Donnola soltó una carcajada.
Isacco se acercó a Repubblica, se sentó en el borde de la cama y vio que tenía las mejillas menos pálidas. La enfermedad había chupado desde dentro su pecho lozano, pero aún estaba viva. Apartó la sábana y verificó el tratamiento con una atención poco menos que obsesiva. «No eres un verdadero médico», pensó. «Nunca lo olvides».
—Marianna está orgullosa de ti, doctor —le dijo Repubblica como si le hubiese adivinado el pensamiento—. Esta noche he soñado con ella.
Isacco escuchó su voz sensual, que penetraba en él como un bálsamo y lo hacía sentirse hombre. Se puso de pie de golpe.
—Sí —dijo con aire grave—, de hecho las llagas están mejorando.
Los ojos de Repubblica se empañaron. Apretó los labios conteniendo una sonrisa que la habría hecho llorar.
Isacco miró al suelo. En el silencio que se produjo a continuación sintió que una mano le cogía la suya. Vio que era de Lidia.

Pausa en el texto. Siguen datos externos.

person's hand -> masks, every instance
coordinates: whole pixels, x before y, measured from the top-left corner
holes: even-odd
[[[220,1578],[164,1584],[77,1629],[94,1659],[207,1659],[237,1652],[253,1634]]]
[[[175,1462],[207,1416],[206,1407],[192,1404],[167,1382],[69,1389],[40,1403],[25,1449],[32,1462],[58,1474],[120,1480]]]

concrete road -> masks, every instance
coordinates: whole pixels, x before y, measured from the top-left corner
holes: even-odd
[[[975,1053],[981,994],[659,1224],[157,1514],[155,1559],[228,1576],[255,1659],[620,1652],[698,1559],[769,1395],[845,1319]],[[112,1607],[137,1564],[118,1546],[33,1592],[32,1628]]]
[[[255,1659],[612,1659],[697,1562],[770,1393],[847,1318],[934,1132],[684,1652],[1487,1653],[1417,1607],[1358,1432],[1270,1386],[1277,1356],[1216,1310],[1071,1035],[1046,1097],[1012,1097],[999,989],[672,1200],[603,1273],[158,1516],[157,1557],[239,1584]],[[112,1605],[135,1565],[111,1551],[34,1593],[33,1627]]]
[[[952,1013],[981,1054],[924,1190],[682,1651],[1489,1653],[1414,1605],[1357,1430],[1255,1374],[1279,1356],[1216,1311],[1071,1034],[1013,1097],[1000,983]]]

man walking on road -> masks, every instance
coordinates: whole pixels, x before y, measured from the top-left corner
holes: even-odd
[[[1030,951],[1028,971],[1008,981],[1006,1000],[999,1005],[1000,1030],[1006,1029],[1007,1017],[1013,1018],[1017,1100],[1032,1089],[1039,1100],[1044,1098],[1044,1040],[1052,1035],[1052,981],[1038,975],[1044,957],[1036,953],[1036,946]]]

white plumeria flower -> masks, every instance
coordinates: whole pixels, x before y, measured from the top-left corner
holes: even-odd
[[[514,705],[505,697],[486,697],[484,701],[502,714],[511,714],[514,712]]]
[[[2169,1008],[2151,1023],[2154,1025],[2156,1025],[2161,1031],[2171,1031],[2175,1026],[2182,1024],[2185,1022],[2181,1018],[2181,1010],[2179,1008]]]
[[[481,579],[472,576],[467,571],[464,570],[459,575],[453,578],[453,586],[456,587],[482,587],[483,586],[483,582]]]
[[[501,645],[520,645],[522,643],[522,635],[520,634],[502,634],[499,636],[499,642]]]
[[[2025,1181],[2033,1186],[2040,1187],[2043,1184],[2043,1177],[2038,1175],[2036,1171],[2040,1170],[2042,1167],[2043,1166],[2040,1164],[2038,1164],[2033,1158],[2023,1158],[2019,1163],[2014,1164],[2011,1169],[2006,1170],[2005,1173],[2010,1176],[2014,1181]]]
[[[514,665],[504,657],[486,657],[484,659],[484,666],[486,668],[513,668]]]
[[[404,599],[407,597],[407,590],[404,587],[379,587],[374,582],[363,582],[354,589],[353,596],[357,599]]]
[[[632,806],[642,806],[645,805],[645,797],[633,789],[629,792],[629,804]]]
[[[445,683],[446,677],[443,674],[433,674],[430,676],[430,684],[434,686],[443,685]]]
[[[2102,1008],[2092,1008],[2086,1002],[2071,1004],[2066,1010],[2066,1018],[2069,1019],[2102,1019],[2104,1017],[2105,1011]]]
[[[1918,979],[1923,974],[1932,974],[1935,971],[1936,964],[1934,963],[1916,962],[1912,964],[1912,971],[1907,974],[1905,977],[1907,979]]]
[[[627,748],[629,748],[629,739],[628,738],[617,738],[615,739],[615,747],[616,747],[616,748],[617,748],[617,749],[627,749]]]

La niña le dejó algo pequeño y frío en la palma antes de apartar de nuevo la mano.
El médico miró y vio, abrillantado para la ocasión, el marchetto que la niña le había ofrecido como pago la primera vez que él había entrado en la habitación. Se volvió.
Lidia lo miraba sacudiendo la cabeza, negando en silencio, pero decidida. No estaba dispuesta a aceptar que la rechazase por segunda vez, parecía decir.
Isacco cerró la mano alrededor de la pequeña moneda de los pobres.
«Te la has ganado, liante», se dijo.